I traveled a lot, participating in the San Francisco Fragrance Salon, FRAGments in Los Angeles, several out-of-town orchid (plant) shows, and my first-ever holiday pop-up shop. I’m getting much better at organizing for these events, I keep more stock on the shelves now so I don’t (usually) run out, and I’m getting better at handling increased production. It’s been a good year all around, with Blackbird a finalist for the Art & Olfaction Awards, and Woodcut named one of Cafleurebon’s “Best of 2014”.

I don’t make New Year’s resolutions because “resolution” sounds so rigid and final, as if it’s a rule to live by. Instead, I set goals, which may shift one way or another as I approach them. My goals for 2015 are to:

1. Improve my websites with up-to-date photos and descriptions, addition of some new products, and more frequent routine maintenance.

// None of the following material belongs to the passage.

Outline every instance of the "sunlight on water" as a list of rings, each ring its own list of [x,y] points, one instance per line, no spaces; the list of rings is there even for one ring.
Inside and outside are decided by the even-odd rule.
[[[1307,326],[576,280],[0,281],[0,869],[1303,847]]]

2. Never announce new products in my newsletter until they’re listed for sale on the website. More than once I’ve been guilty of writing about items before they are listed, so that people are disappointed when they go to the website looking for them and they're not there. This goal goes hand-in-hand with No. 1, and also involves better newsletter management.

3. Take a critical look at my line and figure out which fragrances to discontinue and which to keep. Because there is constant pressure to come up with new releases and I can only handle so many (I am not  BPAL or Montale and do not want to be!) I need to figure out which are the perennials and which are the annuals in my garden of scents. An upcoming post will deal with this question and solicit suggestions and nominations for permanent status and elimination.

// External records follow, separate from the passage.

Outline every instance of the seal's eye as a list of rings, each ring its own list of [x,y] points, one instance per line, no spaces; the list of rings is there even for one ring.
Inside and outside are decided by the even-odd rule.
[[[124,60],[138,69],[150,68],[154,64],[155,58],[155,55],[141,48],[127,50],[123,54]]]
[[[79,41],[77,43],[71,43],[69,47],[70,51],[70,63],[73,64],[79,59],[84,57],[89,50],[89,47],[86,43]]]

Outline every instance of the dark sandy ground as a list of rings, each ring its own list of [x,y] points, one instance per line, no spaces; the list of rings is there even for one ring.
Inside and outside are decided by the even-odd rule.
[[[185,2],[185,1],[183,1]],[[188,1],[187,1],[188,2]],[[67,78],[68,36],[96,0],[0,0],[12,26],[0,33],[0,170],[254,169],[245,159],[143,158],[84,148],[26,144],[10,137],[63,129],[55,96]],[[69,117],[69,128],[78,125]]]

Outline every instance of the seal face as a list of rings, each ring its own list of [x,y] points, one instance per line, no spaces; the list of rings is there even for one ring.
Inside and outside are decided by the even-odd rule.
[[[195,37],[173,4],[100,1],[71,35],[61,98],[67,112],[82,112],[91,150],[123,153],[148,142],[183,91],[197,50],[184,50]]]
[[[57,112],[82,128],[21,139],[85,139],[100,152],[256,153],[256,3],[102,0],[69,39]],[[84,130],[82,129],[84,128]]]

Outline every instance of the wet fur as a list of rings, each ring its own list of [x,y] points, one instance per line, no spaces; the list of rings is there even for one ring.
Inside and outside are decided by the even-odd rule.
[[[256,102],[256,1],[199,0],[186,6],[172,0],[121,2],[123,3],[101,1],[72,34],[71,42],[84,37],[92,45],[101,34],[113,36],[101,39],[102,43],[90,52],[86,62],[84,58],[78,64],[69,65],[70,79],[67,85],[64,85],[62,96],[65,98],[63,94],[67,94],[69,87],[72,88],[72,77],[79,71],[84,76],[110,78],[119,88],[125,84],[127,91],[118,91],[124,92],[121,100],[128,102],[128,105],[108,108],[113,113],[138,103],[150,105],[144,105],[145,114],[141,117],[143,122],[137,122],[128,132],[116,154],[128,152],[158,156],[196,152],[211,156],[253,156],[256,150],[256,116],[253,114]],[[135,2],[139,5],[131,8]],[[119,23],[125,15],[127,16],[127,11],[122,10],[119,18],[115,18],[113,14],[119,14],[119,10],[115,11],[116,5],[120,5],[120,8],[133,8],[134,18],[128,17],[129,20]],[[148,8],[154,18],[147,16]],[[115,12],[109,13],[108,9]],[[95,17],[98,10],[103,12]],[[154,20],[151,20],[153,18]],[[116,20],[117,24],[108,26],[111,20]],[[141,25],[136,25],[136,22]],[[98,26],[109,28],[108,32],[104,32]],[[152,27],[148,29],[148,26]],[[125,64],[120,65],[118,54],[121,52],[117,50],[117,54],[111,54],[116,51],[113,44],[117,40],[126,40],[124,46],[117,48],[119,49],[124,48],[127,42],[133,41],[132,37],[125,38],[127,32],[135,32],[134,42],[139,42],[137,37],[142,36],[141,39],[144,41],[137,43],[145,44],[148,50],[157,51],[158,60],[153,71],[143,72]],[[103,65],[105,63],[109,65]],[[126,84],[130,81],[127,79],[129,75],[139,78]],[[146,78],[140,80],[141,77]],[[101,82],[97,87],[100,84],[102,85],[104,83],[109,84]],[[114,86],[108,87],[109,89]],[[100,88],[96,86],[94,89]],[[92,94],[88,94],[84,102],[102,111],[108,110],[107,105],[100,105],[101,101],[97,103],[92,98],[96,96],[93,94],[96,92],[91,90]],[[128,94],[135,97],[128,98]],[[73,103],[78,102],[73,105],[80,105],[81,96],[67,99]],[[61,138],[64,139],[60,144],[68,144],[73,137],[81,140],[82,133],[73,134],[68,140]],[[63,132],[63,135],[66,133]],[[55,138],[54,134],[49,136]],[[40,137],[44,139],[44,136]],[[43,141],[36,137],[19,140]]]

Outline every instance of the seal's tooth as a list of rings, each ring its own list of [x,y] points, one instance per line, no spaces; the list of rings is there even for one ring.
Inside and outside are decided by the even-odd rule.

4. Try to simplify, organize, and cut down on distractions. I still spend a lot of time looking for fragrance materials that are stored in a disorganized way, compulsively checking e-mail and Facebook, and other unproductive behaviors.

5. Try to post something here at least once a week. It’s not that hard, I just have to make the time and maybe enlist the help of more guest writers.

6. Do some marketing. I’m fully aware that this is my weakest point in running the perfume business. The goal for 2105 is to start sending samples to bloggers and other potentially interested parties, and add a few more wholesale accounts.

That’s enough to start with. If I make any progress toward these goals, 2015 will be a very good year!

[Janus, detective, and stage hook images adapted from Wikimedia.  Orchid photo is mine.]